Divorce ranks above pretty much all of the stressful events in life. It leaves families and friends divided, finances destroyed and hopes and ambitions unfulfilled. Sometimes divorce is the only way couples can remove themselves and their children from an abusive situation; whether that is through physical, emotional or financial harm.
For everyone, the first port of call is a solicitor.
Solicitors do not care about your personal life.
Solicitors are under pressure to achieve billing targets.
Solicitors bill you based on 6 minute time intervals (calculated at a tenth of their hourly rate).
Every time you call a solicitor to complain about your ex-spouse it costs you money, not them.
Solicitors bill most of their money in a divorce in writing pointless letters to your ex.
Solicitors need you to remain as a client for as long as possible because they have worked out how much you are prepared to pay them on a monthly basis.
The first question a solicitor needs to know is how much you are worth.
By the time you get to see a barrister or a judge in court there is almost no money left to fight over.
At court you will feel intense pressure to “settle” your case. Largely because there’s very little money left in it for the lawyers.
I’ve saved the worst for last. Litigation will destroy your and your children’s lives. Fact.
You are always pulled in by a “free first hour” appointment.
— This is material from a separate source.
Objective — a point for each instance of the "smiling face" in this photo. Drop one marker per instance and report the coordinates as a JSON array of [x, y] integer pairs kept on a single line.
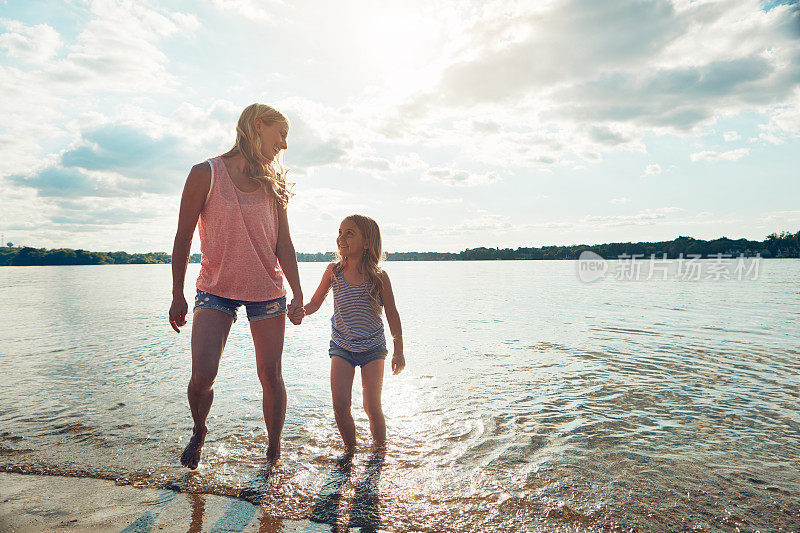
[[351, 242], [273, 137]]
This is a recruiting exercise, largely designed to give you unrealistic expectations about your case. You are then encouraged to hand over a retainer, a first £1000. This money vaporises instantly and after the first letter, you will be asked for more. I lost count of the number of clients who I would meet for the first time at court as their barrister, giving them advice on how the judge would view their case; only to be asked “why wasn’t I told this a year ago”? The answer lies in 1-10 (above).
Am I criticising solicitors here? No. I’m criticising the culture of litigation. Solicitors are no different to any other individual in business: they are in it to make money. Many times, solicitors are essential to the process because they can insulate victims of abuse from their abuser. They know how to access protection for vulnerable children in ways you wouldn’t have known about.
So where does mediation sit in all of this?
The government has tried to encourage litigants to pursue mediation first. However, their mechanism was never robust enough. To open the door to a court application all you need to do is to attend a Mediation Information Assessment and tell the mediator you don’t want to mediate. I’m not saying that solicitors encourage you to do this, all I’m saying is that there is no money in it for them if you decide to mediate your case rather than fight it in court.
A court application will eat your life for at least a year, if not more. Mediation can resolve your dispute in a matter of hours for a fraction of the cost. That is the financial and emotional cost I am referring to.